Are there any extra-curricular experiences that you think a student interested in becoming an early childhood educator should pursue?
One experience that I recommend for people who think they want to work with children is to be present in a classroom as much as you can before you decide to go into the teaching profession. Student teaching is an invaluable hands-on experience, but you should work with children in any capacity that you can before you do that. Volunteer with children’s programs and activities. Those types of experiences will prepare you better than anything. I found my coaching experience to be particularly helpful, but there are other ways too.
What classes did you take during your schooling that you have found to be the most and least valuable for the work you do today?

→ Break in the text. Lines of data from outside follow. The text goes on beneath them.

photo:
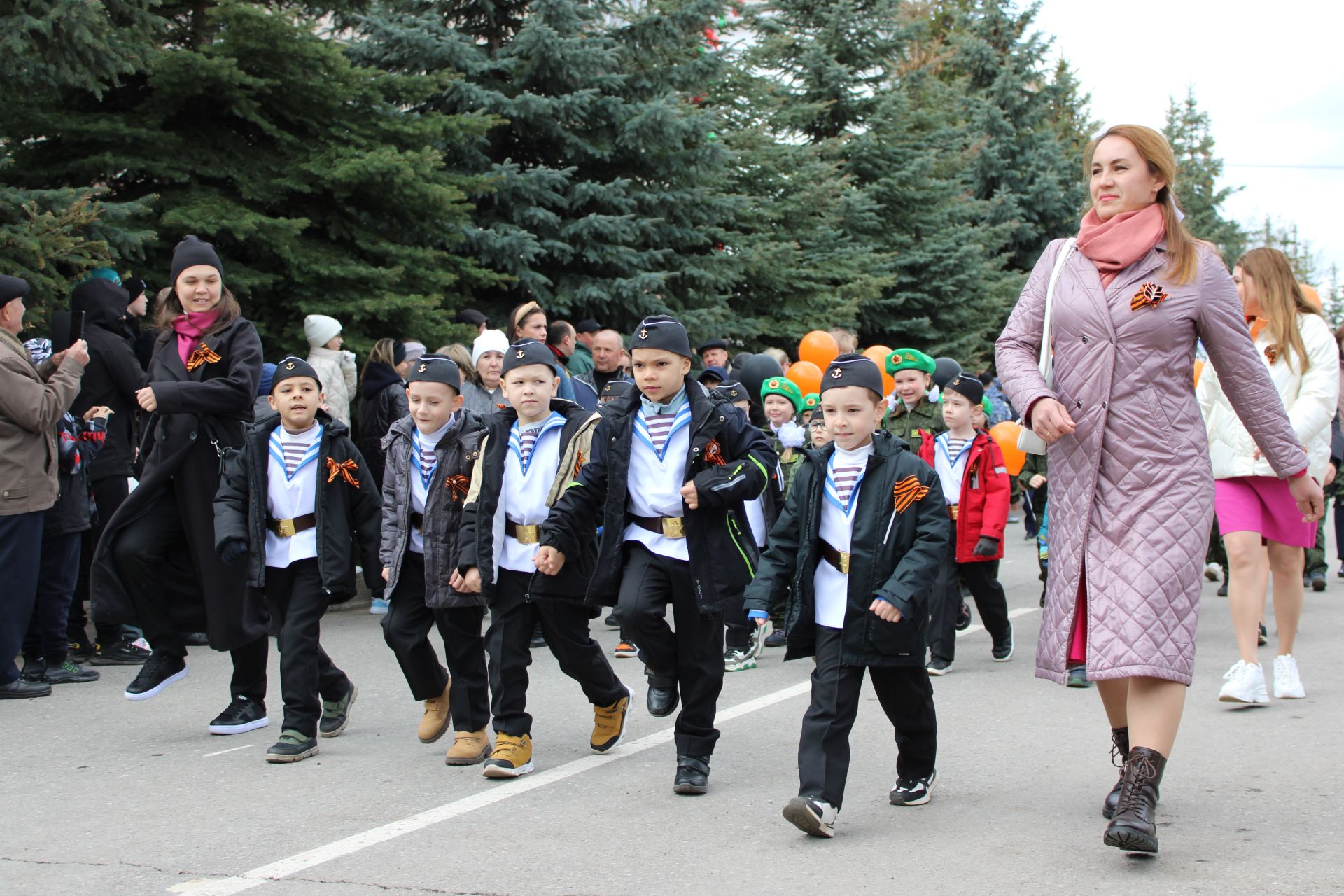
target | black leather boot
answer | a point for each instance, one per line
(1119, 754)
(1135, 825)
(692, 776)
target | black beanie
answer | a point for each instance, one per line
(853, 370)
(292, 367)
(190, 251)
(663, 332)
(436, 368)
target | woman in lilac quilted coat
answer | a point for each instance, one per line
(1130, 485)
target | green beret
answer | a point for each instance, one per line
(909, 359)
(784, 387)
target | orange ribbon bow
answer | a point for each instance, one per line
(457, 486)
(906, 492)
(714, 453)
(1149, 295)
(344, 469)
(202, 356)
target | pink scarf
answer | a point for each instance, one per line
(1117, 244)
(190, 328)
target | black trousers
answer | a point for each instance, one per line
(57, 573)
(991, 601)
(20, 551)
(151, 556)
(906, 696)
(566, 628)
(690, 659)
(108, 495)
(296, 601)
(406, 631)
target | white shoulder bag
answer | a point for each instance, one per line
(1028, 441)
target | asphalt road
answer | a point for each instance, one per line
(102, 796)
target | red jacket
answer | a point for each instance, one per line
(986, 495)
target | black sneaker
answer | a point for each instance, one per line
(69, 672)
(292, 746)
(241, 716)
(914, 792)
(962, 617)
(160, 671)
(336, 715)
(121, 653)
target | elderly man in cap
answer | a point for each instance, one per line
(31, 402)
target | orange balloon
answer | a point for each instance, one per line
(1006, 435)
(806, 377)
(818, 347)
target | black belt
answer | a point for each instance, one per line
(289, 528)
(523, 532)
(672, 527)
(839, 559)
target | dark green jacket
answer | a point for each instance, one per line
(926, 415)
(899, 568)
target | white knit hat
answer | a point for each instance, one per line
(320, 330)
(491, 340)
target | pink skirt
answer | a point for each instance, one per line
(1261, 504)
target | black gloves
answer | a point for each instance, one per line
(235, 550)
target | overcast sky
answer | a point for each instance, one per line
(1269, 74)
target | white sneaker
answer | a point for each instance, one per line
(1245, 684)
(1288, 684)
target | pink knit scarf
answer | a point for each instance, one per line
(190, 328)
(1117, 244)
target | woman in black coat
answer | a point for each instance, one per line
(156, 564)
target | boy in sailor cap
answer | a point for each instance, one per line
(862, 533)
(670, 473)
(293, 503)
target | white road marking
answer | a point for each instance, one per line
(305, 860)
(223, 751)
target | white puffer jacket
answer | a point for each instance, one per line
(1310, 399)
(336, 370)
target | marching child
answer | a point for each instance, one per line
(862, 536)
(913, 412)
(976, 489)
(430, 456)
(295, 501)
(528, 456)
(670, 473)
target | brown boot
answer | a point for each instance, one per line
(1135, 825)
(1119, 754)
(470, 748)
(435, 722)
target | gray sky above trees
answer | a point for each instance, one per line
(1269, 76)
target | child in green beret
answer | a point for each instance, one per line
(913, 413)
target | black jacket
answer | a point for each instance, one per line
(113, 374)
(382, 402)
(477, 535)
(723, 555)
(901, 568)
(346, 514)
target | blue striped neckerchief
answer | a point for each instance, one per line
(679, 405)
(515, 438)
(279, 451)
(417, 448)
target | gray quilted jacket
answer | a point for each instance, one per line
(1132, 491)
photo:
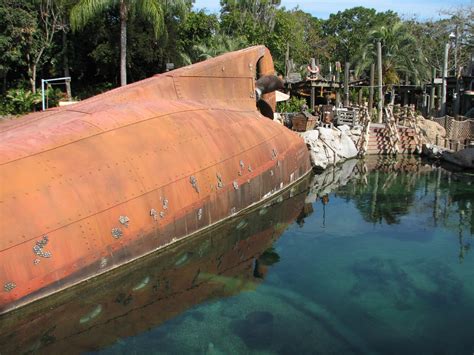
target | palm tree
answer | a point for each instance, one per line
(152, 10)
(401, 56)
(220, 44)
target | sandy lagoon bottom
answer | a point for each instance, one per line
(374, 258)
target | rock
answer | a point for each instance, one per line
(328, 146)
(432, 151)
(344, 128)
(463, 158)
(347, 148)
(430, 129)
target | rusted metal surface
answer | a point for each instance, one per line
(189, 145)
(140, 296)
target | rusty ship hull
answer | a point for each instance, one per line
(219, 262)
(93, 186)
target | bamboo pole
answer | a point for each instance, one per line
(346, 84)
(371, 89)
(432, 92)
(379, 79)
(445, 75)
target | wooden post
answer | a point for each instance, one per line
(346, 84)
(405, 94)
(432, 93)
(338, 86)
(371, 89)
(313, 85)
(379, 80)
(445, 75)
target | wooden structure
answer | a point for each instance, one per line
(216, 263)
(380, 144)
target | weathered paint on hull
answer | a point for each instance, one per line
(92, 186)
(218, 263)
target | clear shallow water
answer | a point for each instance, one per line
(383, 267)
(377, 261)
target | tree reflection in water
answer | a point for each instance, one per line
(385, 189)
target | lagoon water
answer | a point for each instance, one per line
(377, 261)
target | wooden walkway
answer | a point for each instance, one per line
(379, 140)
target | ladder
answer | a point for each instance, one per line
(392, 131)
(363, 143)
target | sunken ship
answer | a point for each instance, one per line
(90, 187)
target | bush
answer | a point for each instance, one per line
(19, 101)
(294, 104)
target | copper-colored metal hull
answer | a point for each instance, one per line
(218, 263)
(89, 187)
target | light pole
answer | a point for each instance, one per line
(453, 37)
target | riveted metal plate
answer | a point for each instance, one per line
(39, 246)
(154, 214)
(124, 220)
(117, 233)
(220, 184)
(9, 286)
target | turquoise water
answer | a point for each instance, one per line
(382, 264)
(370, 257)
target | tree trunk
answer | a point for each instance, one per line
(123, 43)
(4, 86)
(380, 83)
(66, 66)
(371, 89)
(32, 71)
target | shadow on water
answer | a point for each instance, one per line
(387, 271)
(233, 257)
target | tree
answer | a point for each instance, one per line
(151, 10)
(348, 29)
(17, 23)
(401, 54)
(252, 19)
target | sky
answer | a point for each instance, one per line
(424, 9)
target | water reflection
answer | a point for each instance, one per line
(373, 264)
(222, 262)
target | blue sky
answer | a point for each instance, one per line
(424, 9)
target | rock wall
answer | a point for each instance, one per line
(328, 146)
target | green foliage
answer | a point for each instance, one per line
(162, 32)
(293, 104)
(347, 30)
(19, 101)
(401, 54)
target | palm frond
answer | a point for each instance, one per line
(153, 11)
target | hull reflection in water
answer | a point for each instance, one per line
(218, 263)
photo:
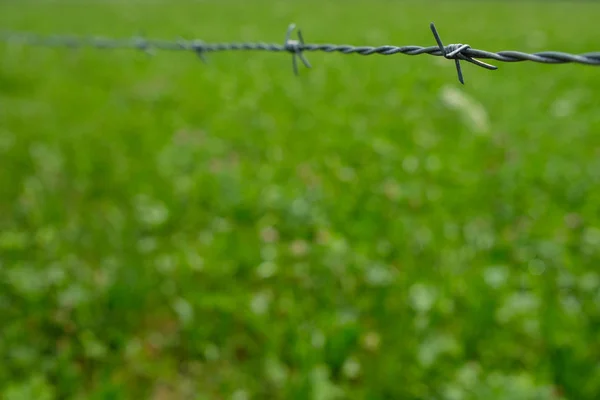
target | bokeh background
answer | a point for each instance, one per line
(371, 229)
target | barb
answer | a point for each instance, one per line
(456, 52)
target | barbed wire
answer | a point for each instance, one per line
(297, 47)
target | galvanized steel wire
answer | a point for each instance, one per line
(297, 47)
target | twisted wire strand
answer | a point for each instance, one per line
(456, 52)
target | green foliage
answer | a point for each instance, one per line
(369, 230)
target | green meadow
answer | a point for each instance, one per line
(369, 229)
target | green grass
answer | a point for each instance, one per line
(370, 229)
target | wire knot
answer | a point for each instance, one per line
(458, 52)
(295, 47)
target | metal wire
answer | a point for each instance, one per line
(456, 52)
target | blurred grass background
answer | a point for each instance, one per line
(370, 229)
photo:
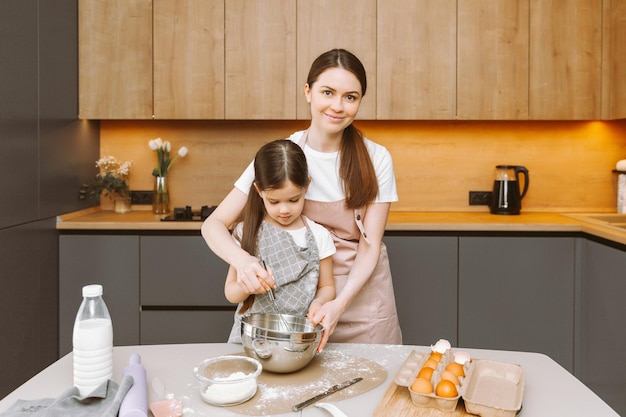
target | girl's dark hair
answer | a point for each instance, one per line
(274, 164)
(356, 169)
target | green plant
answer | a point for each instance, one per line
(112, 180)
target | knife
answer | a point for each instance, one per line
(326, 393)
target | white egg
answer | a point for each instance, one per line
(441, 346)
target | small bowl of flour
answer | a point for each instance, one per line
(227, 380)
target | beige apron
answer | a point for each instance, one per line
(372, 315)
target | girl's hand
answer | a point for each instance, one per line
(252, 276)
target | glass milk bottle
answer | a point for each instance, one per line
(92, 342)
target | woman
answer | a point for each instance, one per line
(352, 187)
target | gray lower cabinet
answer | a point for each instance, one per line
(424, 270)
(601, 321)
(158, 288)
(109, 260)
(182, 292)
(517, 293)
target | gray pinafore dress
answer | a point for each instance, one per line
(296, 271)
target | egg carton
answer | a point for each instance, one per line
(489, 388)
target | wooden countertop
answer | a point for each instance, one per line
(144, 219)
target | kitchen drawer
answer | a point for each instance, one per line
(180, 271)
(161, 327)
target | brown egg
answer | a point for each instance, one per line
(456, 369)
(426, 373)
(449, 376)
(446, 389)
(422, 386)
(430, 363)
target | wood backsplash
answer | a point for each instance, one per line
(436, 163)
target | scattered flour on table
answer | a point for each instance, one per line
(333, 363)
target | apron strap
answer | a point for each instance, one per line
(358, 213)
(358, 218)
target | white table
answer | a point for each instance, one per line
(550, 390)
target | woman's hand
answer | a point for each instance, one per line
(328, 316)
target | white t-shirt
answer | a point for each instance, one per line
(323, 239)
(324, 172)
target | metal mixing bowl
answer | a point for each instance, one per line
(282, 343)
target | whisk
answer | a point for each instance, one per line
(283, 321)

The most useful classes I took were my psychology and behavioral science classes. So much of what I do is about shaping the behavior of children and trying to see things from their perspectives. I also use the skills I learned in my kinesiology classes because I have to be prepared for accidents at all times.
I also think it is important to take courses in behavioral theory and child development so that you can understand why a child acts a certain way. You have to know that kids develop different skills on their own timelines, not according to a prescribed chart.
I haven’t used any of the information I learned in my core education classes, however, though I would not say those classes lack value. I just don’t use upper level math and science to teach kindergarten. That knowledge isn’t wasted, but it doesn’t help me in my job.
What words of advice or caution would you share with a student who is interested in becoming an early childhood educator?
If you are interested in becoming an early childhood educator, you need to be fully aware that you will not get paid very much compared to other careers. You need to understand the sacrifices you will have to make in order to be an educator. It may get to the point that you have to make a decision to do without certain material items in order to pay the bills. And if you can do that, this is a great career.